When British playwright Brandon Thomas penned this lighthearted romp in 1892, he could have no idea this sojourn through the romantic mis-adventures of three upper crust Oxford chums would still be actively produced worldwide more than a hundred years later, or that, over the years, it would boost the careers of such Hollywood stalwarts as Jack Benny, Ray Bolger, Jose Ferrer and Rene Auberjonois. Director Ellen Geer and her Topanga Canyon-based Theatricum Botanicum troupe have taken Thomas’ work to a new level of froth, adding a series of entr’acte oleo songs that would have done credit to any 19th century British music hall.
Geer gives her capable ensemble full comedic reign while never allowing the farce to undermine Thomas’ satirical commentary on the social and moral structure of his times. The well-cast aristocratic trio of Jack Chesney (Aaron Hendry), Charles Wykeham (Gerritt VanderMeer) and Lord Fancourt Babberly (Justin Doran) are disdainfully imperious young men of no means, who constantly sponge off each other and Jack’s dour, long-suffering working class manservant, Brassett (Robert Bresnik), to stay in good supply of champagne and cigars.
Jack and Charles are reduced to puppy dog enthusiasm, however, while planning an afternoon’s visit from their respective lady loves Kitty (Willow Geer-Alsop) and Amy (Inara George), which will be properly chaperoned by Charles’ soon-to-arrive rich and widowed aunt, Donna Lucia d’Alvadorez (Melora Marshall). The action kicks into high gear when auntie fails to show, and the duo, ever mindful of the social conventions that rule them all, browbeats a very reluctant Babberly into donning a dress and impersonating the old woman long enough for his pals to declare their marital intentions to the young ladies.
Geer makes masterful use of Theatricum’s sprawling bucolic splendor as characters flow in and out of the action while the faux auntie is desperately attempting to escape the greedy attentions of Jack’s father, Sir Francis Chesney, and Amy’s uncle, Stephen Spettigue, played to stiff-upper-lip perfection by Sheridan Crist and Alan Blumenfeld, respectively.
One of the comedic highlights of the production is the sight of the monumentally long-legged Doran, skirt hiked to his waist, sprinting over hill and dale with the rotund Blumenfeld in gasping pursuit.

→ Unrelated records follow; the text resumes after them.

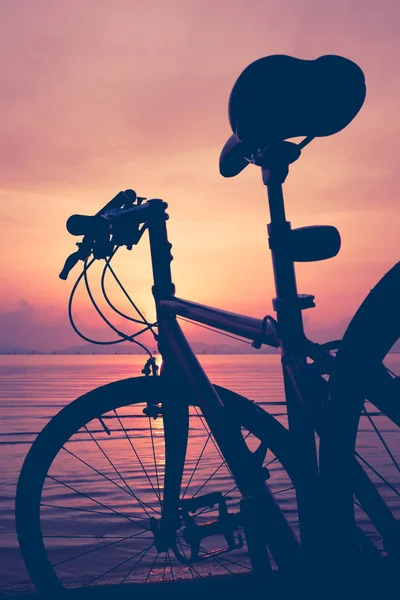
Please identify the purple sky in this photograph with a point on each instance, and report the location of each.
(99, 96)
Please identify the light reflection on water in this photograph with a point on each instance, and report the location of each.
(34, 388)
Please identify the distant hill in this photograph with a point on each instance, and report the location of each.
(198, 347)
(18, 350)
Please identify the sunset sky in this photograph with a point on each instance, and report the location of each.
(100, 96)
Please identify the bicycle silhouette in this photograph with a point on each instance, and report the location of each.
(177, 475)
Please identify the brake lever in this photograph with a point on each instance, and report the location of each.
(83, 252)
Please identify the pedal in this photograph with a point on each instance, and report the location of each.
(226, 524)
(204, 501)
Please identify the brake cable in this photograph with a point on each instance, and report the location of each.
(87, 265)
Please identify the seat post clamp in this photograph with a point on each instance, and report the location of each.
(258, 342)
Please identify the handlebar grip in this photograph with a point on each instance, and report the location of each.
(69, 264)
(82, 224)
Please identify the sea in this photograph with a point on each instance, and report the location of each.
(101, 502)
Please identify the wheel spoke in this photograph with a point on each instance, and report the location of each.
(381, 477)
(116, 566)
(62, 562)
(143, 504)
(155, 460)
(136, 563)
(92, 499)
(378, 433)
(137, 456)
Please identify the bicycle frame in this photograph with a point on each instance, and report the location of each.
(181, 364)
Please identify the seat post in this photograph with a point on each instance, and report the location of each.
(286, 303)
(290, 327)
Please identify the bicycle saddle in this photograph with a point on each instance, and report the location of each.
(280, 97)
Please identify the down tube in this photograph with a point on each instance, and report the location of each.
(182, 362)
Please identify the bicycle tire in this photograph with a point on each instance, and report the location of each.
(359, 375)
(70, 420)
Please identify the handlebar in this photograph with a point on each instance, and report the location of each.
(116, 224)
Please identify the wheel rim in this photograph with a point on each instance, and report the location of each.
(109, 522)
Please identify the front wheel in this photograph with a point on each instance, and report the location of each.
(90, 493)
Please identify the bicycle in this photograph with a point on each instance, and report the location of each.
(176, 521)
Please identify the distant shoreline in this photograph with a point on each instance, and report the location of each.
(276, 352)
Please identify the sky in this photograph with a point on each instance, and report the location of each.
(100, 96)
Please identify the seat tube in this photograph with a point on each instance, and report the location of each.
(290, 329)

The tidy resolution to all these romantic intentions isn’t nearly as much fun as the preceding zaniness that eventually unites all the couples, including Sir Francis with the love of his youth, Donna Lucia, as well as the cross-dressing Babberly with Donna’s youthful ward, Ela (Megan Geer-Alsop).
Complimenting the entire production are Kim de Shazo’s wonderful, period-evoking costumes and the piano accompaniment of Miss Fanny Brice (that’s her name), who backs members of the ensemble as they warble such ditties as “After the Ball,” “Ta Ra Ra Boo De-Ay!,” “By the Beautiful Sea” and the show-closing, “In the Good Old Summertime.”